Nicht nur in „Breaking Bad“, auch in Bayern wird die Droge Crystal Meth gekocht. Ulrike Krieners „Kommissarin Lucas“ ermittelt

Eine der größeren Mythen der Fernsehgeschichte ist es ja, dass sich die Tourismusabteilungen der deutschen Provinzen wirklich freuen können über den Boom der Regionalkrimis. Wer die Rostocker „Polizeirufe“ gesehen hat, möchte ums – na ja – Verrecken nicht an die Ostsee versetzt werden. Im Spreewald – am kommenden Montag kann man es im ZDF wieder einmal besichtigen – herrscht blutige Archaik. Und dass in Regensburg, in der scheinblühenden Oberpfalz, alles auch alles andere als beschaulich ist, wissen wir seit rundgerechnet 1800 Fernsehminuten, die wir mit Kommissar Ellen Lucas verbringen durften.

„Kommissarin Lucas“ ist das vielleicht unscheinbarste und dennoch überzeugendste Format des deutschen Krimiwesens. Seit gut zehn Jahren und mit diesem Sonnabend 20 Folgen ermittelt die aus Köln zugewanderte Kommissarin nun im Bischofssitz an der Donau. Die besten deutschen Nachwuchskräfte haben hier am Fluss angehende Leichen, Mörder oder Kriminalassistenten gespielt, die besten Literaturkriminalisten (Friedrich Ani zum Beispiel, Dominik Grafs Zulieferer für „Das unsichtbare Mädchen“).

Der Dom leuchtet immer wieder schick über die sehr deutschen Straßen am Ufer der Donau. Ihren Mann hat sie begraben in der Zeit, ihre große Liebe auch. Das Private der Kommissarin, ihre Wohngemeinschaft mit der Schwester, das An und Aus ihrer Beziehungen grundiert, erdet die Serie. Was ja in der Regel gerne schief-, hier aber immer wieder glücklich aufgeht.

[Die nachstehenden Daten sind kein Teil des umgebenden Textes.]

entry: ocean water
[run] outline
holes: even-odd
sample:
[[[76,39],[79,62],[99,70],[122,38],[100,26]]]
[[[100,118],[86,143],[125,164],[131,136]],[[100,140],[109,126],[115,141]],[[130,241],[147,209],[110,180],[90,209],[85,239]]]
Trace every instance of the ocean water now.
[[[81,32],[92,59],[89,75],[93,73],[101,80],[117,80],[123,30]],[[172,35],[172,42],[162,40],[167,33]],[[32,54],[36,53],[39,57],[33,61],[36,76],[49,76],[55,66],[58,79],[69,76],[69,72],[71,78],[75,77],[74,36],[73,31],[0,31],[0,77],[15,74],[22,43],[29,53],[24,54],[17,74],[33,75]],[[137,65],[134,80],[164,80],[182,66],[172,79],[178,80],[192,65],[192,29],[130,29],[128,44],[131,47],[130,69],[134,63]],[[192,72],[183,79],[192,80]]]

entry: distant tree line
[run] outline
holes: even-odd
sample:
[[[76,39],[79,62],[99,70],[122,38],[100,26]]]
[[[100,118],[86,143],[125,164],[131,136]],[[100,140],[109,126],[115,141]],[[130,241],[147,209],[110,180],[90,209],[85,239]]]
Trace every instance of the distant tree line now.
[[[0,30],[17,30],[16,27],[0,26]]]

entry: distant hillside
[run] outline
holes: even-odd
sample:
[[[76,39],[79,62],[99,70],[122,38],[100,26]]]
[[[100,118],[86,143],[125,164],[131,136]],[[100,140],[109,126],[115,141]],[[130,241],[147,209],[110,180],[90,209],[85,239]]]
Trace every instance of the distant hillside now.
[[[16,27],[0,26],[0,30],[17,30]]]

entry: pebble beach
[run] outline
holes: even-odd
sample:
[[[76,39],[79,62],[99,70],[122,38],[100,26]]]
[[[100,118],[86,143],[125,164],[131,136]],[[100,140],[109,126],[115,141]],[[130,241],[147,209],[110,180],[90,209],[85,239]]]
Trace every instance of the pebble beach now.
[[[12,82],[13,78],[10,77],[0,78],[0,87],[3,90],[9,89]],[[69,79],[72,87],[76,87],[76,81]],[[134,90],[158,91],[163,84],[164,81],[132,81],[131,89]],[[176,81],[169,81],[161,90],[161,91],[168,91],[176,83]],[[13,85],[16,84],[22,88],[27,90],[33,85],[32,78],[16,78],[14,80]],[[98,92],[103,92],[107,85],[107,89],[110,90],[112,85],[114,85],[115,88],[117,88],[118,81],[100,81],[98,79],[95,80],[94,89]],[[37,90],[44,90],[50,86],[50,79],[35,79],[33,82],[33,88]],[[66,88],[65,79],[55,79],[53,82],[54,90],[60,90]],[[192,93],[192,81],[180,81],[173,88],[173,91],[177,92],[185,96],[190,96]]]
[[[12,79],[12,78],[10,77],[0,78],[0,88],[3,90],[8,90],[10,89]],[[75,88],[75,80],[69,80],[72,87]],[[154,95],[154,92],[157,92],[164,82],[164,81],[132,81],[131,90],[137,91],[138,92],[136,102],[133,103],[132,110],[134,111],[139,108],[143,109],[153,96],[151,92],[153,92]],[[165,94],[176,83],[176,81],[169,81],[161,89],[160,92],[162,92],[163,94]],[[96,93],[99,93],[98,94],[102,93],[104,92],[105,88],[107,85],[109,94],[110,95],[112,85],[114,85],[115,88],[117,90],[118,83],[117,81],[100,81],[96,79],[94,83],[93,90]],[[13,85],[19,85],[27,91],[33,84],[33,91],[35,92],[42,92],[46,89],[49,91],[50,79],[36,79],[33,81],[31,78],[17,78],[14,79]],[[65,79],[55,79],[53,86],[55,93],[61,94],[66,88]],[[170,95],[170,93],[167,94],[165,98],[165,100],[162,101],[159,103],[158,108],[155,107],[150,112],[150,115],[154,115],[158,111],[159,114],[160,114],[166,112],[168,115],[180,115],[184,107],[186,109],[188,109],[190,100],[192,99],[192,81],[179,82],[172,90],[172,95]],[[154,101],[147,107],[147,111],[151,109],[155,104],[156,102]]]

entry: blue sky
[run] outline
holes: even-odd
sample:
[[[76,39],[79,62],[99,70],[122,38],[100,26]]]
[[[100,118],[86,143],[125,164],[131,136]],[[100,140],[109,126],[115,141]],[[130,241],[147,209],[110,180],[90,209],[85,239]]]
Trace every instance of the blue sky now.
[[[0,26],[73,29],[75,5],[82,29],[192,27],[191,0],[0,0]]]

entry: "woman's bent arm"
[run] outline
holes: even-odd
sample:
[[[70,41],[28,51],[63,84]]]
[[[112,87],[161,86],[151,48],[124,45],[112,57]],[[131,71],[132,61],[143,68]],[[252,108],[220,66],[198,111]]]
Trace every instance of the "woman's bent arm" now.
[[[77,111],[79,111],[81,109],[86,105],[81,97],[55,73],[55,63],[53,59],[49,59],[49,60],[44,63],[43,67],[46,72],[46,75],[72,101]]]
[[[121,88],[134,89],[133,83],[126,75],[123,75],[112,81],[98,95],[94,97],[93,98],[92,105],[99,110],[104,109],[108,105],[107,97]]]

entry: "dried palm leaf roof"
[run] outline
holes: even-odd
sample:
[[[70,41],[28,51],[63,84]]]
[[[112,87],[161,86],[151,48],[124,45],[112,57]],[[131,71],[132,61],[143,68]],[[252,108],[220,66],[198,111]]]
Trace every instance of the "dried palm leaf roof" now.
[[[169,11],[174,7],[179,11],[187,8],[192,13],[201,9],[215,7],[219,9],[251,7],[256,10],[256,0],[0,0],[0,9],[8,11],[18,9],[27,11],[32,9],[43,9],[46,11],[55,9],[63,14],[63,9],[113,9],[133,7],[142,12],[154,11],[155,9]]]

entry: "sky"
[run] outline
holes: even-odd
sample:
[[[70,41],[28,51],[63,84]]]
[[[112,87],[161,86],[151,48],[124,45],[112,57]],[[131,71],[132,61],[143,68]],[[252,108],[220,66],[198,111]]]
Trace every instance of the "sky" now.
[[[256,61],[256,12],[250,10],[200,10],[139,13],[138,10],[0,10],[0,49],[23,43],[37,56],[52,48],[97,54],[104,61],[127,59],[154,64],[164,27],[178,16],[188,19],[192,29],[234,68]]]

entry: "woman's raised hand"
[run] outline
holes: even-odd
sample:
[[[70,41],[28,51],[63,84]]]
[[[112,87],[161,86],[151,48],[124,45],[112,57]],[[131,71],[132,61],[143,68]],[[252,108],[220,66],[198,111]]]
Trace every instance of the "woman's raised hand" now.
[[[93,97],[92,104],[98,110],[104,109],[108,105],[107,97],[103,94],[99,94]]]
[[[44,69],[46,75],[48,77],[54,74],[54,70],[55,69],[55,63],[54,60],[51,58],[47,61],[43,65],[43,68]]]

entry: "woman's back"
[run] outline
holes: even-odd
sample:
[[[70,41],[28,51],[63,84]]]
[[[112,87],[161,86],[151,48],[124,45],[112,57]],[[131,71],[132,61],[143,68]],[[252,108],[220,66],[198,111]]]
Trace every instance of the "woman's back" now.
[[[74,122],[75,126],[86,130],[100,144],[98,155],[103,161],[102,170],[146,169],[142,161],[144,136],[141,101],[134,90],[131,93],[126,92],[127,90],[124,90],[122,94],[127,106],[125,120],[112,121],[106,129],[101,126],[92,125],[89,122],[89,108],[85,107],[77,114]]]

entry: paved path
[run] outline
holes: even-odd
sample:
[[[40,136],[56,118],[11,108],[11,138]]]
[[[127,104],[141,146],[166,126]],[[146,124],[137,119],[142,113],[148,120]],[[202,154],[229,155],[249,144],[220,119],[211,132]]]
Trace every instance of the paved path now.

Sehr elegant, sehr fleißig, sehr beherrscht ist diese Kommissarin. Ihre Verletzlichkeit hat sie bewahrt unter ihrer scheinbar kühlen Oberfläche. Ulrike Kriener gibt ihr eine feine Statur. Sie altert wunderbar mit ihrer Rolle. Dafür, was sie tut, wenn sie in besonders guter Form ist wie in ihrem finsteren Jubelfall, gibt es in „Kettenreaktion“ ein Bild. Ellen Lucas sitzt in einer dunklen Wohnung. Der Strom ist aus. Die Familie ist weg. Der Sohn von tschechischen Drogenhändlern entführt. Die Crystal-Meth-süchtige Mutter in der Entzugsklinik. Der Vater, eine Art deutsche Bodensatzversion von Walter White, dem Meth-Produzenten aus „Breaking Bad“, abhängiger Drogenkoch, Bankräuber, liebender Vater, auf der Flucht. Ellen Lucas sitzt da im Dunkeln, eine Taschenlampe in der Hand, in der verwüsteten Wohnung, in den Ruinen eines Lebens. Und kann es nicht fassen.

„Kettenreaktion“ beginnt mit einer Explosion. Eine Garage explodiert. Man sieht einen Jungen durch einen Wald rennen. Einen Mann mit einem Krad und einem Gewehr auf dem Rücken, scheint ihn zu verfolgen. Ein Mann, von dem wir besser nicht wissen wollen, wie er riecht, zieht sich in seinem Auto eine Linie rein, greift zur Pistole, setzt sich eine Sonnenbrille auf und überfällt eine Bank. Kienle heißt der Mann. Der Junge ist sein Sohn.

Es herrscht Krieg im deutsch-tschechischen Grenzgebiet. Das wird häufiger betont, als es sein müsste. Es wird ohnehin zu viel geredet, zum Beispiel über die Gefahren von Crystal Meth, dessen Verheerungen man in „Kettenreaktion“ deutlicher sieht als in „Breaking Bad“. Vietnamesen bekämpfen Tschechen, Tschechen jagen Robert Kienle, der es gewagt hat, einen kleinen, regionalen Drogenhandel aufzumachen.

Ellen Lucas bringt kein Licht in das Dunkel. Sie hat die Menschen in ihrem Dunkel ausgeleuchtet. Sie einer Strafe zugeführt, für deren Auslöser sie manchmal wenig konnten. Arbeiten hilft ihr. Auf dem Dach sitzen. Mit Thilo Prückners Hausmeister, der in „Kettenreaktion“ bei der Explosion beinahe gestorben wäre. In die Nacht über Regensburg gucken. Zum Dom. Von ihm kommt zwar keine Hilfe. Aber er ist schön. Und das ist ja schon mal was.